I sit at my desk almost every day waiting for words to come. I probably should be doing something useful like dusting or cleaning the kitchen. But, I always promised myself that when my kids were grown I'd take all that energy I thought I had stored away for years and churn out story after wonderful story.
Now, I have not been totally negligent in turning out stories. I've turned out some that I quite like and others have shared my opinion by publishing them. Sometimes words come to me. Sometimes I wake up from a dream with an opening line. Sometimes I am in the middle of doing something useful, like dishes or laundry and I receive a word, a line, a beginning.

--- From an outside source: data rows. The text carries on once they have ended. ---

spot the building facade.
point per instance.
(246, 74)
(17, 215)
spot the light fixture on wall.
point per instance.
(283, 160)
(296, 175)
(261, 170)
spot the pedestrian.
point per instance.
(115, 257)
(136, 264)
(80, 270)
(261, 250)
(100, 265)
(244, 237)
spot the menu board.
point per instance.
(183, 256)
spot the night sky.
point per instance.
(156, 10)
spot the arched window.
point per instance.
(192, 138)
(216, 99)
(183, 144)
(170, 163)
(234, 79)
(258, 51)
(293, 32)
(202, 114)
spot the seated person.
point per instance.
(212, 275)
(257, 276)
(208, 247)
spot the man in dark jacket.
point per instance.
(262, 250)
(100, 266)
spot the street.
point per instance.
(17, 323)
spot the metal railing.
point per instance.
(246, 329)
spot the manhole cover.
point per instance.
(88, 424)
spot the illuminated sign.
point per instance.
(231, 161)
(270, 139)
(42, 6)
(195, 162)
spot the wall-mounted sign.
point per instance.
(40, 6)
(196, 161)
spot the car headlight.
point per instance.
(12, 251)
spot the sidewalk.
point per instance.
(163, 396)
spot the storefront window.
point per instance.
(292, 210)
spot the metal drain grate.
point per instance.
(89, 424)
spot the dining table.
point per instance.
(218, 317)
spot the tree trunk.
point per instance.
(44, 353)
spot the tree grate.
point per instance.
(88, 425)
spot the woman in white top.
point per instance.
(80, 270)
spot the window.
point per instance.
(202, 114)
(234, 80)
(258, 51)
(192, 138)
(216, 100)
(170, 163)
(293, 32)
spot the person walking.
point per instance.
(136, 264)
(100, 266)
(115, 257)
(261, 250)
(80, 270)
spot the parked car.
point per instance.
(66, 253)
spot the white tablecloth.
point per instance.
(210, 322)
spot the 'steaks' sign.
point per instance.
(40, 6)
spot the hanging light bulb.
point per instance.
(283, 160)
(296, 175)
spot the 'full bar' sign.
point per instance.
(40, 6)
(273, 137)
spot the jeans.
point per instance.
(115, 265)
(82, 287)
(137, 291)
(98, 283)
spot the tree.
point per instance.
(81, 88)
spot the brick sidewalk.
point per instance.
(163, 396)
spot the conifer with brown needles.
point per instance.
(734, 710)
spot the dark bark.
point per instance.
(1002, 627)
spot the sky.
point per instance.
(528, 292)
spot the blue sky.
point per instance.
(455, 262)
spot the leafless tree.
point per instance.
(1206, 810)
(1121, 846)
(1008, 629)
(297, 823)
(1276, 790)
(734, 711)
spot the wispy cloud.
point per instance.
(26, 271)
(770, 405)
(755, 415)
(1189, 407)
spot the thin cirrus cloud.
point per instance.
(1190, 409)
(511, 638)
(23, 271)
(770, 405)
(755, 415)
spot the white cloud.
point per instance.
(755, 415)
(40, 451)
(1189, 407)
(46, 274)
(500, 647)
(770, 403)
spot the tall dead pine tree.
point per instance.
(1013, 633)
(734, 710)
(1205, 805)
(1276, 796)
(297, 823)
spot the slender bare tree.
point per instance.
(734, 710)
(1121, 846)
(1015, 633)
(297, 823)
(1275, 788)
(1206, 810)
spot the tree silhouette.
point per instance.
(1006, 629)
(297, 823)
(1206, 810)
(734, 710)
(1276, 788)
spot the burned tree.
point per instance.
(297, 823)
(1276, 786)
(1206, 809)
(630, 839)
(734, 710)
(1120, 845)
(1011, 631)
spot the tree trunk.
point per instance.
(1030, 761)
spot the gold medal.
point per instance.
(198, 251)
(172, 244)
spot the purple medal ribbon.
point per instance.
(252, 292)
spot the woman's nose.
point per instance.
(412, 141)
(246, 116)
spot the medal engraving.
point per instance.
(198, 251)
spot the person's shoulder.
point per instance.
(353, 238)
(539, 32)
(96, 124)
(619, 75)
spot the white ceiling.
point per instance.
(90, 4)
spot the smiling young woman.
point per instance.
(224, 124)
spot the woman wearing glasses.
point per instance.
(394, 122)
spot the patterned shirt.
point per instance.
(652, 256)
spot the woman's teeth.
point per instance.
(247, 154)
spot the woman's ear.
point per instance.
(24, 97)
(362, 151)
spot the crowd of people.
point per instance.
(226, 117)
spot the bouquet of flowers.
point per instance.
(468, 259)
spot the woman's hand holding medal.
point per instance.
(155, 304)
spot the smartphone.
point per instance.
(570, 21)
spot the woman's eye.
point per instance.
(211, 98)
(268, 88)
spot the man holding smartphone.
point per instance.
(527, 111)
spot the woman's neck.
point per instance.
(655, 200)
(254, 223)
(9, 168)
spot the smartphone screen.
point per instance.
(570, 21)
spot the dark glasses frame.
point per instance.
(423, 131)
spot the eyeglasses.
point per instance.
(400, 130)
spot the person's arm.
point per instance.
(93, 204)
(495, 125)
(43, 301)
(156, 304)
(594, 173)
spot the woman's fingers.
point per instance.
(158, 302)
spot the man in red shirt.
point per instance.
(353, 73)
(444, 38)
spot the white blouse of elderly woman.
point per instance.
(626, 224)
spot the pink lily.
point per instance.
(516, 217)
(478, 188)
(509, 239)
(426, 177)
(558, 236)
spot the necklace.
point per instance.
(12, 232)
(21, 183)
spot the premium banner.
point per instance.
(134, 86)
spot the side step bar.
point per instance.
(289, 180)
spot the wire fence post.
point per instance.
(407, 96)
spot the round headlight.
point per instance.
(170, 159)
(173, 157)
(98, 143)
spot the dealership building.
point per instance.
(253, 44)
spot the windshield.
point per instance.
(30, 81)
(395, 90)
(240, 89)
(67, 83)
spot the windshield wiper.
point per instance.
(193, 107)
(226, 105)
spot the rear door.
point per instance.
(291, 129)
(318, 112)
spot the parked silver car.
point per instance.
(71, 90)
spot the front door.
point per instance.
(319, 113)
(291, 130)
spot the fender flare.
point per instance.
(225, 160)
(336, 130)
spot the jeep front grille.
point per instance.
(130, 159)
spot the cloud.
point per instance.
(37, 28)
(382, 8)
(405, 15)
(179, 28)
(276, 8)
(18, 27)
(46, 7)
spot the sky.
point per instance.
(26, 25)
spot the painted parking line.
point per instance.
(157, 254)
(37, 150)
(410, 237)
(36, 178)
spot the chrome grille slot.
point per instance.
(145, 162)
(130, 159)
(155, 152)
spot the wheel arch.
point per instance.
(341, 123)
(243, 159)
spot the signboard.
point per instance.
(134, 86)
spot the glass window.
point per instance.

But, way too often I try to court words and story ideas and nothing sparks. Maybe I'm scaring them away by searching too hard.
I court words in a few ways: I play solitaire. Yep, dopey, minimally engaging solitaire. Sometimes it works, I think, because it makes my brain turn on just a bit to get the gears working thus allowing words that are streaming in my mind a chance to get together and form a sentence, a picture, a scene.
Recently I have added nursery rhymes to my method of distracting my "monkey mind" ( thank you Natalie Goldberg) long enough to let the undercurrents gain a little strength.
Bo-Peep was going through my mind this morning and I realized that some of my most ancient memories are of sitting with a book opened on my lap as a small child, reading the classics. The classics of children's lit, that is. Nursery rhymes are a lot like the Book of Proverbs for the pre-K set.
I think Bo-Peep showed up to tell me to let go, stop searching so anxiously. Leave them alone, and they'll come home, wagging their "tales" behind them..
Boy, I hope those nursery rhymes have as much wisdom as they're supposed to.